En effet, depuis quelques années, la position de gardien de but est devenue plutôt imprévisible. On peut penser à Adin Hill et ses prouesses des dernières séries éliminatoires, entre autres, alors qu’il n’était même pas le gardien partant des Golden Knights de Vegas au début du tournoi printanier. Si quelques noms émergent lorsque vient le temps de parler des meilleurs gardien de la LNH, il est difficile pour ces derniers d’exercer leur dominance sur une base régulière.

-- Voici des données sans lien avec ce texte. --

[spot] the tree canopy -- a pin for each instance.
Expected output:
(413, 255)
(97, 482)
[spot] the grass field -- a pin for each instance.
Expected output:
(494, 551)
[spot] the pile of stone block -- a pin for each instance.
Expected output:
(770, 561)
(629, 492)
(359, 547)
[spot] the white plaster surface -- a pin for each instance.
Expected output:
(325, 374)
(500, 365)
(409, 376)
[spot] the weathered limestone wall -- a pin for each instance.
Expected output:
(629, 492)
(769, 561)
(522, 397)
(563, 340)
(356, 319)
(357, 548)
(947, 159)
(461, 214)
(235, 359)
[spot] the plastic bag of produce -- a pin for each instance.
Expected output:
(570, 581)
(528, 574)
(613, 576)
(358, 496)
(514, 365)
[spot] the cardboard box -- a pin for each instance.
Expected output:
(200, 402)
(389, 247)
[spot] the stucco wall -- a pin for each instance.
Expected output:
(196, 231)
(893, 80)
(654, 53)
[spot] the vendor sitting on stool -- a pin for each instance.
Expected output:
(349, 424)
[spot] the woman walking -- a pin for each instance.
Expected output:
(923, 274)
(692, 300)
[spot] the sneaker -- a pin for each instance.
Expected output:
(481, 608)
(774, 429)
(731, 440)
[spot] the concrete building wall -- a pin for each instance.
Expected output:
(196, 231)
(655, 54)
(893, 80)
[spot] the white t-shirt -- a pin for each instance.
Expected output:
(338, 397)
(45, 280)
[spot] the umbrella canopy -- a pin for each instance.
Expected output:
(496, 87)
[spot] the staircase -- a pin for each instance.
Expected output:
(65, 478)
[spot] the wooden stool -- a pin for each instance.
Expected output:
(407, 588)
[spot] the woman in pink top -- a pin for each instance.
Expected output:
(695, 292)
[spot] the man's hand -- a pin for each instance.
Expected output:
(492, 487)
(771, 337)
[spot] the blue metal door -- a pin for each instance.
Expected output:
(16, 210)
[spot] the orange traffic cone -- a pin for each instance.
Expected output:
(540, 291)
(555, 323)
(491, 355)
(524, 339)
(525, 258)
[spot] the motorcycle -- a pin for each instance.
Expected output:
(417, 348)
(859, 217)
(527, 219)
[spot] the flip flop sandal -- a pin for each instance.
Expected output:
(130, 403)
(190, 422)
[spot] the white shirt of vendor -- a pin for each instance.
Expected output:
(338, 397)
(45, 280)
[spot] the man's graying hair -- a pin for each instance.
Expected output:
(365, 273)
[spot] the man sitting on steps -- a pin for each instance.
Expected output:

Au cours des 10 dernières saisons, soit de la saison 2013-14 à la saison 2022-23, aucun gardien a mis la main sur le trophée Vézina, remis au meilleur gardien de la saison dans la LNH, à plus d’une reprise. Pourtant, les autres trophées individuels d’envergure offrent une bien moins grande parité. Lors des 10 dernières campagnes, Alex Ovechkin a remporté le trophée Maurice-Richard à six reprises, Patrice Bergeron a mis la main sur le trophée Selke à cinq occasions et Connor McDavid a gagné le trophée Art Ross cinq fois, notamment. Les trophées Hart, Lady Byng et Norris ont également été remportés au moins deux fois par un même joueur au cours de cette période.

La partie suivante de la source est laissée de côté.